Fractional order multi-scheduling parameters based LPV modelling and robust switching H∞ controllers design for steam dump system of nuclear power plant
Abstract
In this research work, the highly challenging problem of novel modelling and nonlinear control of steam dump system of Pressurized Water Reactor (PWR) type Nuclear Power Plant (NPP) is attempted. The Fractional Order Multi- Scheduling Parameters based Multi-Input Single- Output Linear Parameter Varying (FO-MSP-MISO-LPV) model of Steam Dump System (SDS) is estimated with uncertain dynamics under sudden load variation transients. MSP for uncertain dynamics of SDS in FO framework is the most challenging problem and attempted in a novel fashion for the first time in nuclear industry. Scheduling parameters are dynamic in nature that makes the control problem more challenging. The Model is estimated experimentally by least square method using innovative plant operational data of opening positions of different valves as input variables and steam pressure as an output variable and cold leg coolant temperature coefficient of reactivity, hot leg coolant temperature coefficient, steam flow rate and turbine power as dynamic scheduling parameters. A switching controller is designed to address variable conditions of steam pressure for the actuation of dump valves, relief valves and safety valves in SDS. A robust fractional order LPV switching H∞ (RFO-LPV-SWH∞) controllers are formulated and designed for FO-MSP-MISO-LPV model. The design of RFO-LPV-SWH∞ controllers is another significant contribution in switching mode with non-integer and LPV hybrid framework.
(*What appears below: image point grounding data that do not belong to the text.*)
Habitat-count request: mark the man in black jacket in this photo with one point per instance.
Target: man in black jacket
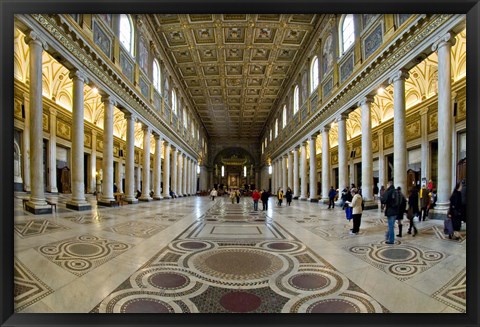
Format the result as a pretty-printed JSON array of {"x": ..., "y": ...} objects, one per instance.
[{"x": 391, "y": 210}]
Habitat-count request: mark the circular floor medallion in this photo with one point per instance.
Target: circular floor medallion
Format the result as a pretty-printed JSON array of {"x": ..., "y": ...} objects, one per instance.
[
  {"x": 309, "y": 281},
  {"x": 84, "y": 249},
  {"x": 193, "y": 245},
  {"x": 238, "y": 263},
  {"x": 280, "y": 246},
  {"x": 240, "y": 302},
  {"x": 168, "y": 280},
  {"x": 144, "y": 305},
  {"x": 396, "y": 254},
  {"x": 333, "y": 306}
]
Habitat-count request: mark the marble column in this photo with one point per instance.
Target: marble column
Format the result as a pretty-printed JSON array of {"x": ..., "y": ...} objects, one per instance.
[
  {"x": 284, "y": 173},
  {"x": 157, "y": 170},
  {"x": 130, "y": 190},
  {"x": 37, "y": 203},
  {"x": 26, "y": 143},
  {"x": 342, "y": 152},
  {"x": 399, "y": 139},
  {"x": 313, "y": 168},
  {"x": 107, "y": 160},
  {"x": 179, "y": 174},
  {"x": 52, "y": 153},
  {"x": 296, "y": 184},
  {"x": 445, "y": 119},
  {"x": 174, "y": 169},
  {"x": 184, "y": 173},
  {"x": 119, "y": 174},
  {"x": 425, "y": 145},
  {"x": 93, "y": 164},
  {"x": 146, "y": 165},
  {"x": 303, "y": 171},
  {"x": 290, "y": 170},
  {"x": 166, "y": 170},
  {"x": 326, "y": 171},
  {"x": 382, "y": 174},
  {"x": 367, "y": 160},
  {"x": 78, "y": 201}
]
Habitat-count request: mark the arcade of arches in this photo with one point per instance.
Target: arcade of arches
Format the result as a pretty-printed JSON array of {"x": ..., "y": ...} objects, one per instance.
[{"x": 124, "y": 123}]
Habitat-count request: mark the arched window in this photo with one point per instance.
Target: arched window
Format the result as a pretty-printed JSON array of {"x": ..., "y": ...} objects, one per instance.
[
  {"x": 296, "y": 100},
  {"x": 314, "y": 74},
  {"x": 156, "y": 76},
  {"x": 174, "y": 102},
  {"x": 126, "y": 33},
  {"x": 347, "y": 32}
]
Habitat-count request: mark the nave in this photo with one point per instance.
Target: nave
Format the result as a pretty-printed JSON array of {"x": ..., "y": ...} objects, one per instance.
[{"x": 194, "y": 255}]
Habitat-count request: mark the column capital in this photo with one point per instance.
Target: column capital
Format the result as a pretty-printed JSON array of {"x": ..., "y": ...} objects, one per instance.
[
  {"x": 33, "y": 37},
  {"x": 342, "y": 116},
  {"x": 79, "y": 75},
  {"x": 401, "y": 74},
  {"x": 366, "y": 100},
  {"x": 109, "y": 99},
  {"x": 52, "y": 111},
  {"x": 325, "y": 129},
  {"x": 446, "y": 39}
]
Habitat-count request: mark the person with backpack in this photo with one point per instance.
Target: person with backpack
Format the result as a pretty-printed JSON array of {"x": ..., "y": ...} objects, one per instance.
[
  {"x": 357, "y": 209},
  {"x": 392, "y": 201},
  {"x": 401, "y": 210}
]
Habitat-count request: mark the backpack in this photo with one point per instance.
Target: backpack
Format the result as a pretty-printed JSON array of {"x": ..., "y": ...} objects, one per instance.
[{"x": 396, "y": 199}]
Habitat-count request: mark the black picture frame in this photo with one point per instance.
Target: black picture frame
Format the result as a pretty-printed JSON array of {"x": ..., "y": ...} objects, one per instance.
[{"x": 8, "y": 8}]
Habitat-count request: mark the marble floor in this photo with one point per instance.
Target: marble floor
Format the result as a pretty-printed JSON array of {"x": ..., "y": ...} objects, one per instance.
[{"x": 193, "y": 255}]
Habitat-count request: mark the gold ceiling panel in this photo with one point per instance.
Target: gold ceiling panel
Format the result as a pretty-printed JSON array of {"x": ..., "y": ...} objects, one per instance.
[{"x": 234, "y": 66}]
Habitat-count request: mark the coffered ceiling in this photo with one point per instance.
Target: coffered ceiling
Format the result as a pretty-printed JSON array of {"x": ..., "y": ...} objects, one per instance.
[{"x": 234, "y": 66}]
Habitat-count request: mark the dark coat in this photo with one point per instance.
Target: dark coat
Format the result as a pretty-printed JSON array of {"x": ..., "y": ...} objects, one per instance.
[{"x": 386, "y": 199}]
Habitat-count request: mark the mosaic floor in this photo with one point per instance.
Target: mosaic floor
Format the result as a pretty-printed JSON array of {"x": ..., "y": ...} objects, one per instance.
[{"x": 196, "y": 255}]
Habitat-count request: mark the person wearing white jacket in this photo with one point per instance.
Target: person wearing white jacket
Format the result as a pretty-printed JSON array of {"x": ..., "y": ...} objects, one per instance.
[{"x": 356, "y": 205}]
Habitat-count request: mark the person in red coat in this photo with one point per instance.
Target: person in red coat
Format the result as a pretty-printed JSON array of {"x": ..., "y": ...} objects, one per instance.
[{"x": 255, "y": 197}]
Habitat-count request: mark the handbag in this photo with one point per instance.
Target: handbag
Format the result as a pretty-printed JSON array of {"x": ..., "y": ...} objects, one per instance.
[{"x": 348, "y": 212}]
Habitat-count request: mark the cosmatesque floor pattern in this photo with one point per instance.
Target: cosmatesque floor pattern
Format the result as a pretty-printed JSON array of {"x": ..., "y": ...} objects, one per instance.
[{"x": 195, "y": 255}]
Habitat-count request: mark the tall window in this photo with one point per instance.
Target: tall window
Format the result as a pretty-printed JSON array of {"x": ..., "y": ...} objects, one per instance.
[
  {"x": 126, "y": 33},
  {"x": 296, "y": 100},
  {"x": 174, "y": 101},
  {"x": 314, "y": 74},
  {"x": 348, "y": 32},
  {"x": 156, "y": 76}
]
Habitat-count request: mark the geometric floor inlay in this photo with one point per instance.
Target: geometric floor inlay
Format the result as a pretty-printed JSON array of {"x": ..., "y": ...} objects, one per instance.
[
  {"x": 79, "y": 255},
  {"x": 454, "y": 293},
  {"x": 137, "y": 229},
  {"x": 28, "y": 288},
  {"x": 237, "y": 274},
  {"x": 37, "y": 227},
  {"x": 401, "y": 260}
]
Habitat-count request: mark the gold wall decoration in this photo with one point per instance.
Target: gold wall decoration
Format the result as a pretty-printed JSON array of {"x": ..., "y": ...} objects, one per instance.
[
  {"x": 387, "y": 140},
  {"x": 87, "y": 140},
  {"x": 99, "y": 143},
  {"x": 64, "y": 130},
  {"x": 432, "y": 121},
  {"x": 18, "y": 109},
  {"x": 45, "y": 123},
  {"x": 413, "y": 130}
]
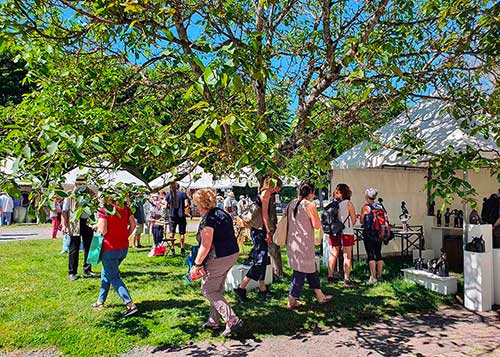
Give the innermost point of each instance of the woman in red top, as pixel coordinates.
(116, 227)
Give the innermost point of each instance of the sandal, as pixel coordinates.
(296, 305)
(326, 299)
(211, 325)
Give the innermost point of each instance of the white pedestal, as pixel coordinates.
(496, 276)
(428, 224)
(236, 274)
(478, 281)
(427, 254)
(443, 285)
(484, 230)
(326, 249)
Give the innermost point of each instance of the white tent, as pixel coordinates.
(196, 179)
(397, 178)
(428, 121)
(245, 177)
(111, 177)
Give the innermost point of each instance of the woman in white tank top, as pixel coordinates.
(345, 239)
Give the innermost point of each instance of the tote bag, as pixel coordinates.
(95, 249)
(281, 233)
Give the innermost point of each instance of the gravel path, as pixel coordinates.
(448, 332)
(44, 231)
(26, 232)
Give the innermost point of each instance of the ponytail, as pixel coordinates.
(173, 193)
(304, 190)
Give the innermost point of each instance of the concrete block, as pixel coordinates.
(442, 285)
(238, 272)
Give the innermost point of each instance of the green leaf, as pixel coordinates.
(201, 130)
(61, 193)
(199, 105)
(396, 70)
(155, 150)
(52, 147)
(27, 151)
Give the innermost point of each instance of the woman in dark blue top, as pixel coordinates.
(217, 254)
(177, 201)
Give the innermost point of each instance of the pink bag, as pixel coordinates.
(159, 251)
(195, 274)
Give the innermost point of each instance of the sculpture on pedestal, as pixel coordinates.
(440, 266)
(432, 207)
(439, 219)
(454, 213)
(447, 215)
(460, 219)
(404, 216)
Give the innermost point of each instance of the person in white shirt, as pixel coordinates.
(229, 204)
(242, 205)
(78, 230)
(7, 209)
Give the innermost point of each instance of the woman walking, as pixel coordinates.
(116, 227)
(303, 218)
(261, 237)
(345, 239)
(156, 223)
(55, 216)
(373, 248)
(217, 254)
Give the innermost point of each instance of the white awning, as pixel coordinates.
(428, 121)
(198, 178)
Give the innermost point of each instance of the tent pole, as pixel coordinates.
(429, 194)
(466, 215)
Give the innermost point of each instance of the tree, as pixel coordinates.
(13, 72)
(267, 80)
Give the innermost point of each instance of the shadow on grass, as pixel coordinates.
(358, 309)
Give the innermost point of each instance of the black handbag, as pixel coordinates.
(476, 245)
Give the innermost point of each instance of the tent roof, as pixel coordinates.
(198, 178)
(112, 177)
(428, 121)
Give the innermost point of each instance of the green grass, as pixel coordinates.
(40, 309)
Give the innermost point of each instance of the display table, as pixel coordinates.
(443, 285)
(478, 272)
(496, 276)
(427, 254)
(238, 272)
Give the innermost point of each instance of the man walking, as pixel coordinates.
(140, 219)
(7, 209)
(78, 230)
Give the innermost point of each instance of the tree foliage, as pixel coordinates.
(271, 84)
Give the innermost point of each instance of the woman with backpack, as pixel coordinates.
(262, 239)
(345, 238)
(116, 223)
(373, 247)
(303, 218)
(218, 252)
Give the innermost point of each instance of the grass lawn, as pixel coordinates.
(41, 309)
RFO-LPV-SWH∞ controllers are tested, simulated and validated against benchmark transients as laid down in Final Safety Analysis Report (FSAR) of PWR-type NPP. The input and output variables at first and second vertex of polytope are fast reference tracking under highly nonlinear uncertain dynamics of SDS. Closed loop simulation experiments are conducted and proved that the proposed closed framework is robust in performance under parametric uncertainty.